In his presentation, the Special Rapporteur placed special emphasis on the seriousness of the situation in Nicaragua since 2018. The socio-political crisis that began more than 4 years ago has resulted in the quasi-total closure of civic space, the curtailment of the freedom of association, and the repression of almost all peaceful demonstrations critical of the government.
The Special Rapporteur emphasized that through such laws, more than 1600 non-governmental organizations have been closed in the country, according to the information he received.
“The situation is tense, even in our capacity. We have not been able to enter the country. Those I’ve been able to speak with have said that their properties were confiscated. We’re now seeing other countries attempt to replicate this dire situation for civic space, and my mandate wants to prevent that. That’s why I came to Central America”, the Special Rapporteur said.
The closure of these spaces has worsened since the approval of the Law for the Regulation of Foreign Agents passed by the Nicaraguan congress in September 2020, which was used as a pretext to close civil society organizations in the country.

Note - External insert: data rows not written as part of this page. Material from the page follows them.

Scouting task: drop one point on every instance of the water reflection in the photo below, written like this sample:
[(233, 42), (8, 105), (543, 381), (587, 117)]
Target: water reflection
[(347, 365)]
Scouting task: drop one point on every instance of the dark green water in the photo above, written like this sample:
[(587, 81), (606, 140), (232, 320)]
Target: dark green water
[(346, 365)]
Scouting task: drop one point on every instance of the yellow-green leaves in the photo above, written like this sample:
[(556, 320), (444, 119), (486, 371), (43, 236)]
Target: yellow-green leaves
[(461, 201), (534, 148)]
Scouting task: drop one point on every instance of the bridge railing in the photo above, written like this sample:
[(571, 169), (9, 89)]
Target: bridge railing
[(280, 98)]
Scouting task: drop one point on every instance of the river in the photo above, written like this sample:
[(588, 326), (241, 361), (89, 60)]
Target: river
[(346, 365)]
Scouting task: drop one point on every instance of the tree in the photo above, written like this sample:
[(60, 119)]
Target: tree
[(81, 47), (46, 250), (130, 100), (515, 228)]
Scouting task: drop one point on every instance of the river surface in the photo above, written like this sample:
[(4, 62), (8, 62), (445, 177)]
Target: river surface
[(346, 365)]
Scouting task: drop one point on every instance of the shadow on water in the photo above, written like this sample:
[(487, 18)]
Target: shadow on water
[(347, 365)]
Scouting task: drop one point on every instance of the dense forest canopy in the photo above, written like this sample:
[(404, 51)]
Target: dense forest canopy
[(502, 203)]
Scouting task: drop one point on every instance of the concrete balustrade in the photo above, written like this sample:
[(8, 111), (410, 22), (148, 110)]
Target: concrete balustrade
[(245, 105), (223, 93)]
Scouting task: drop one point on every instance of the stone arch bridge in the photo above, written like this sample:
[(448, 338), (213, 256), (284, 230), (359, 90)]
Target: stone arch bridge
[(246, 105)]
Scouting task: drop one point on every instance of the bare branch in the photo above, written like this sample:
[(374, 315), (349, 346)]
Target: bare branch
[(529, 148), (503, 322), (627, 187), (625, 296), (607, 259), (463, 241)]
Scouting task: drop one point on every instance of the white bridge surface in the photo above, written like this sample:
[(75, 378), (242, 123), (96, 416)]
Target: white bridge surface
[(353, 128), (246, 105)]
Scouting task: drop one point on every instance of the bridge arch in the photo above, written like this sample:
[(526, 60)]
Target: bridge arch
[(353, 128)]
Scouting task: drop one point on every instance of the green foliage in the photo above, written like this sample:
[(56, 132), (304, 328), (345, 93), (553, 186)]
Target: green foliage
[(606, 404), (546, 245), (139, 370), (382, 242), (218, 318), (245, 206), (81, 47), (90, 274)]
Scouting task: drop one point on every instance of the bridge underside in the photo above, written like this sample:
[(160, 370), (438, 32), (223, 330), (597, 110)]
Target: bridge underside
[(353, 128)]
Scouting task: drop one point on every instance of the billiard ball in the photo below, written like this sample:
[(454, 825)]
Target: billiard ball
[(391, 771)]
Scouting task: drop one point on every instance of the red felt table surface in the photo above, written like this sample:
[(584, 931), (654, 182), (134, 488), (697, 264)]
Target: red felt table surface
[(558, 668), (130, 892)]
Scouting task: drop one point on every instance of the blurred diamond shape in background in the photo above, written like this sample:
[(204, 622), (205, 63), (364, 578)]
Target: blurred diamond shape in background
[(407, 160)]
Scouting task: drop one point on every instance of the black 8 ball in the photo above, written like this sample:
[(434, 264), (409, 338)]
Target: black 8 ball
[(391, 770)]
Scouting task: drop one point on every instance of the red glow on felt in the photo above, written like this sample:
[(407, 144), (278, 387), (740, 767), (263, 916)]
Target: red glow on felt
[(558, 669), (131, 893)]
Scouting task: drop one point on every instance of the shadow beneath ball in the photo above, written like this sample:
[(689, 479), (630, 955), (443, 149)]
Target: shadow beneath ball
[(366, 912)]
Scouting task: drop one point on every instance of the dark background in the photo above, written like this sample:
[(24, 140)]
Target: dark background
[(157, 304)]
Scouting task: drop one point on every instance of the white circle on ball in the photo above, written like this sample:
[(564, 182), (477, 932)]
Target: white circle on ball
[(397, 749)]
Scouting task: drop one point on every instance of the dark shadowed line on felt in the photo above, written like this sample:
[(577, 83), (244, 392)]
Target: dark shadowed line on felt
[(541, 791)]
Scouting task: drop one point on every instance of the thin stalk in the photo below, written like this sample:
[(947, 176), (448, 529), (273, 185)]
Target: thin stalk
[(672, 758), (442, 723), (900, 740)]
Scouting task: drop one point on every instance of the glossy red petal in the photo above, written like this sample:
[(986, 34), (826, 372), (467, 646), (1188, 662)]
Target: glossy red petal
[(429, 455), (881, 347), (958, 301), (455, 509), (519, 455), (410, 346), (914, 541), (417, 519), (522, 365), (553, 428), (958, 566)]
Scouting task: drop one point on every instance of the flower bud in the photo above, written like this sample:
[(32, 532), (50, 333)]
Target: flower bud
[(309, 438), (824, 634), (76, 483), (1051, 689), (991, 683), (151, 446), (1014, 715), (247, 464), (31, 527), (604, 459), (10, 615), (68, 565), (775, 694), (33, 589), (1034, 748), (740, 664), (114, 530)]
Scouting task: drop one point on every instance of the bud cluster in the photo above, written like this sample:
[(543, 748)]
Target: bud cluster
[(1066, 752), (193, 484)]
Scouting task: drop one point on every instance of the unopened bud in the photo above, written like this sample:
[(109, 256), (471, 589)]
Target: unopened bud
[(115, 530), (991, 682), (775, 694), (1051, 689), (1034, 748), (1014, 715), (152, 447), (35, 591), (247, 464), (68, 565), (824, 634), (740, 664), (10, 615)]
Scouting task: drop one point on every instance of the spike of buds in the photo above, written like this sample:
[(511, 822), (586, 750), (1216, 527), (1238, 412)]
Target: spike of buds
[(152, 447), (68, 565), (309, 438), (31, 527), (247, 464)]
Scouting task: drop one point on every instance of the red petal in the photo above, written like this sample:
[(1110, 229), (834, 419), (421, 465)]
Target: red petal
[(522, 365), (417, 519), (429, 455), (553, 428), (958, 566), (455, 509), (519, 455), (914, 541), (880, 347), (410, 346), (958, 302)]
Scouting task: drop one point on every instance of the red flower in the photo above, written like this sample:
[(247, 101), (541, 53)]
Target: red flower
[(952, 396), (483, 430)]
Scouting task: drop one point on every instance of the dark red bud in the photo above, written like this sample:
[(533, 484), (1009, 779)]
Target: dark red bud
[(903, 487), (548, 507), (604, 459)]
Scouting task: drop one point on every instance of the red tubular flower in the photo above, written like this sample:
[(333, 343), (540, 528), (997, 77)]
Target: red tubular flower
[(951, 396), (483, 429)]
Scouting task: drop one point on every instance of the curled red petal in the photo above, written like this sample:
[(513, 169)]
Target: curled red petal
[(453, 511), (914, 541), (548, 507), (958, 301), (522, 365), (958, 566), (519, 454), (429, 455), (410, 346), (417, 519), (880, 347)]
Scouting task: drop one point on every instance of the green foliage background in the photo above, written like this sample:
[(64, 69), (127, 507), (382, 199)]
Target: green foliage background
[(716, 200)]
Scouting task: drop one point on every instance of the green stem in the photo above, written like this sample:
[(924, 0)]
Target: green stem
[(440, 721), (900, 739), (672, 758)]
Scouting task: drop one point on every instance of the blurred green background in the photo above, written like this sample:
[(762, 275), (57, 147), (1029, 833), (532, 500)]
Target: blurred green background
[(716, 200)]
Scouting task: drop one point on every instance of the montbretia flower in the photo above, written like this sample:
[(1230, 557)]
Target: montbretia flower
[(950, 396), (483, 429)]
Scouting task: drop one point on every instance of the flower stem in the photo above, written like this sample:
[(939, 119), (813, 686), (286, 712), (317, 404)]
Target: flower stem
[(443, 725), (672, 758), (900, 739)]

The month of its adoption, the mandate sent a communication to the Government of Nicaragua expressing its concern about the incompatibility of the Law on Foreign Agents and the Law on Cybercrimes with the country’s international obligations, particularly with regard to human rights. The Special Rapporteur stated that the law’s scope of application was overly broad and lacked in clarity. This legislation prohibits those classified as “foreign agents” from intervening in Nicaraguan affairs, political issues or internal activities, without these terms being clearly defined.
Similarly, in the region, the Government of El Salvador is in discussion since 2021 to adopt a similar law which has raised concerns across various sectors, as they fear it will generate a similar situation to the one in Nicaragua and will lead to the closure of hundreds of civil society organizations.
Among others, the Special Rapporteur expressed his concerns about provisions creating a registry of foreign agents that severely limits access to funds from external sources. The Special Rapporteur stressed that he was gladto receive a reply from the Government stating that the consideration of this law had been suspended.
In Guatemala, the Rapporteur raised his concerns over the abuse of emergency measures to prohibit and suppress peaceful protests, in addition to the increased militarization and politicization of civic protests. These concerns were conveyed to the authorities through an official communication.
Honduras is also one of the countries in the region that has warranted particular attention from the Special Rapporteur’s mandate.. Mr Voule has shared his concerns through official channels with the Government over the criminalization of, as well as the attacks and judicial harassment against civil society leaders, which has resulted in several deaths.
On the Rapporteur’s mandate
Mr. Clément Nyaletsossi Voule was appointed Special Rapporteur on the rights to freedom of peaceful assembly and of association by the Human Rights Council and assumed his functions in April 2018.
The mandate he holds submits annual reports to the Human Rights Council and the United Nations General Assembly, as well as conducts official country visits to assess the situation with regards to the rights to freedom of peaceful assembly and of association in a country, and present recommendations.
The Special Rapporteur additionally transmits urgent appeals, other letters, and letters of allegation to Member States on alleged violations of the rights to freedom of association and peaceful assembly.
In June 2022, the Special Rapporteur presented to the Human Rights Council his most recent thematic report on “Access to resources”, as well as his report on: “The Protection of human rights in the context of peaceful protests during crisis situations.”